Washington: The Democrat-controlled US House of Representatives, which is in a rush to impeach Donald Trump over the unprecedented Capitol Hill attack, passed a resolution urging Vice President Mike Pence to invoke the 25th Amendment to remove the president from office. The resolution was voted by 223 to 205 votes on Tuesday night, mostly on party lines, with one Republican voting in favour of the resolution and another five abstaining. The resolution called upon Pence to mobilise the Cabinet to activate the 25th Amendment to remove the president from office.
The 25th Amendment, adopted more than 50 years ago in the wake of President John F Kennedy's assassination, provides a mechanism for the succession of the president for his or her replacement in the event he or she proves unfit to serve. Under the amendment, the vice president and a majority of either the Cabinet or some other body designated by Congress may remove the president from office.
The vote came after Pence, a Republican, wrote to House Speaker Nancy Pelosi that he would not invoke the 25h Amendment.
"Under our Constitution, the 25th Amendment is not a means of punishment or usurpation. Invoking the 25th Amendment in such a manner would set a terrible precedent," Pence said in a letter to Pelosi, a Democrat.
A daylong debate awaits the resolution before it is put to vote. Every single Democrat was expected to vote to impeach, and Republicans were bracing for as many as two dozen of their members to follow suit.
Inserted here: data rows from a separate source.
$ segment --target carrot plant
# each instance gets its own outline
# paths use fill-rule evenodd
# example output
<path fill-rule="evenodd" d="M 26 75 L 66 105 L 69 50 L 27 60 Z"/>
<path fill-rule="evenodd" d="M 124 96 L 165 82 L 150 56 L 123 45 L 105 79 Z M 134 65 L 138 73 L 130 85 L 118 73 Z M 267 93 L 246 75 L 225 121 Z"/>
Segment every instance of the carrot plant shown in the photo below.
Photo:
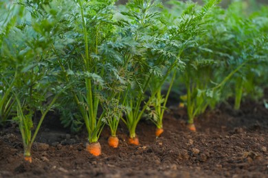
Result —
<path fill-rule="evenodd" d="M 159 82 L 152 93 L 155 96 L 172 69 L 182 63 L 169 46 L 172 42 L 165 36 L 166 27 L 159 12 L 161 4 L 153 1 L 130 1 L 127 10 L 120 13 L 127 20 L 118 22 L 124 38 L 133 43 L 124 54 L 130 84 L 123 93 L 122 105 L 128 109 L 122 118 L 129 131 L 129 142 L 139 144 L 135 129 L 153 97 L 146 99 L 150 82 L 155 76 Z M 165 65 L 168 66 L 166 68 Z M 144 101 L 146 101 L 144 103 Z"/>
<path fill-rule="evenodd" d="M 1 103 L 3 106 L 6 96 L 12 97 L 8 100 L 8 105 L 12 101 L 16 108 L 13 120 L 21 131 L 25 160 L 32 162 L 31 147 L 42 122 L 65 90 L 65 87 L 55 86 L 56 73 L 49 67 L 53 58 L 52 42 L 57 33 L 56 17 L 61 12 L 56 14 L 48 7 L 27 1 L 7 5 L 10 7 L 8 14 L 11 16 L 6 20 L 10 23 L 6 23 L 1 30 L 1 64 L 8 73 L 8 70 L 1 73 L 6 90 Z M 32 119 L 37 117 L 38 112 L 41 116 L 32 136 L 35 127 Z"/>
<path fill-rule="evenodd" d="M 126 81 L 115 47 L 113 3 L 82 0 L 73 3 L 67 13 L 70 25 L 63 35 L 64 41 L 71 39 L 65 46 L 72 52 L 54 47 L 62 79 L 71 84 L 68 93 L 74 96 L 88 132 L 87 149 L 95 155 L 101 153 L 98 141 L 105 123 L 114 136 L 123 110 L 118 101 Z"/>

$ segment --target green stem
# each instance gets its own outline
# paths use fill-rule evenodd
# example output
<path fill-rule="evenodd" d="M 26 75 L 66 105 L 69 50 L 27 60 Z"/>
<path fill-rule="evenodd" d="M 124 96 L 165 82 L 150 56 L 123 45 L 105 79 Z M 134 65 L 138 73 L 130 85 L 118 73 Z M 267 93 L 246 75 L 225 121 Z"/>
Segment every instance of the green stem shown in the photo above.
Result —
<path fill-rule="evenodd" d="M 234 107 L 235 110 L 238 110 L 240 109 L 240 104 L 241 103 L 243 94 L 243 78 L 239 77 L 236 83 L 236 95 Z"/>

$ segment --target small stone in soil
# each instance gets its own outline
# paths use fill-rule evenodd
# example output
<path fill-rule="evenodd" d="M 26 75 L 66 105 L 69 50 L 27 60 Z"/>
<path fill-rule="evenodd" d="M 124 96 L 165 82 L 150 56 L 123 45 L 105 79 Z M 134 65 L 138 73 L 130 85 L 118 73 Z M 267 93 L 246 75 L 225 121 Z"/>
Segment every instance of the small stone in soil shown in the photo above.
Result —
<path fill-rule="evenodd" d="M 194 153 L 194 154 L 198 154 L 200 152 L 200 151 L 196 148 L 192 148 L 192 153 Z"/>
<path fill-rule="evenodd" d="M 51 145 L 52 145 L 52 147 L 56 147 L 58 145 L 58 144 L 59 144 L 59 142 L 53 142 Z"/>
<path fill-rule="evenodd" d="M 65 138 L 66 138 L 66 139 L 67 139 L 67 140 L 71 139 L 71 135 L 69 134 L 67 134 L 65 135 Z"/>
<path fill-rule="evenodd" d="M 261 150 L 262 150 L 263 152 L 266 152 L 266 151 L 267 151 L 267 147 L 263 147 L 261 148 Z"/>
<path fill-rule="evenodd" d="M 199 161 L 201 162 L 205 162 L 207 161 L 208 158 L 207 156 L 204 153 L 201 153 L 199 155 Z"/>
<path fill-rule="evenodd" d="M 37 149 L 41 151 L 47 151 L 49 148 L 49 145 L 45 143 L 36 143 Z"/>

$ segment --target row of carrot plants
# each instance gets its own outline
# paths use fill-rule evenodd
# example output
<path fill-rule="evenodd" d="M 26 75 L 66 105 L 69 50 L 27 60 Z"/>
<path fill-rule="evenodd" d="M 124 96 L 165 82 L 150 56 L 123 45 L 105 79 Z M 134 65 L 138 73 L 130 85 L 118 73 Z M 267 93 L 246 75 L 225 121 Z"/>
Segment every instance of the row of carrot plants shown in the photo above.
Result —
<path fill-rule="evenodd" d="M 256 96 L 267 76 L 268 8 L 243 14 L 243 3 L 219 2 L 2 1 L 0 122 L 18 124 L 25 160 L 52 110 L 74 131 L 85 125 L 86 149 L 98 156 L 105 125 L 113 147 L 120 121 L 130 144 L 139 144 L 144 117 L 159 136 L 173 84 L 186 88 L 192 131 L 207 107 L 234 97 L 238 110 L 243 94 Z"/>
Two-thirds of the Senate – or 17 Republicans -- would have to vote to convict Trump. If that happens, it will make him the first president to be impeached twice.
Trump met Pence on Monday for the first time since they fell out last week over the president’s effort to overturn the election and the mob assault, which had put the vice president in danger. The two spoke for an hour or more in the Oval Office in what amounted to a tense peace summit meeting with the remainder of the Trump presidency at stake, reports the New York Times.
The impeachment move came as President-elect Joseph R. Biden Jr. signalled clearly that he would not stand in the way of the impeachment proceeding, telling reporters, that his primary focus was trying to minimize the effect that an all-consuming trial in the Senate might have on his first days in office, adds the NYT.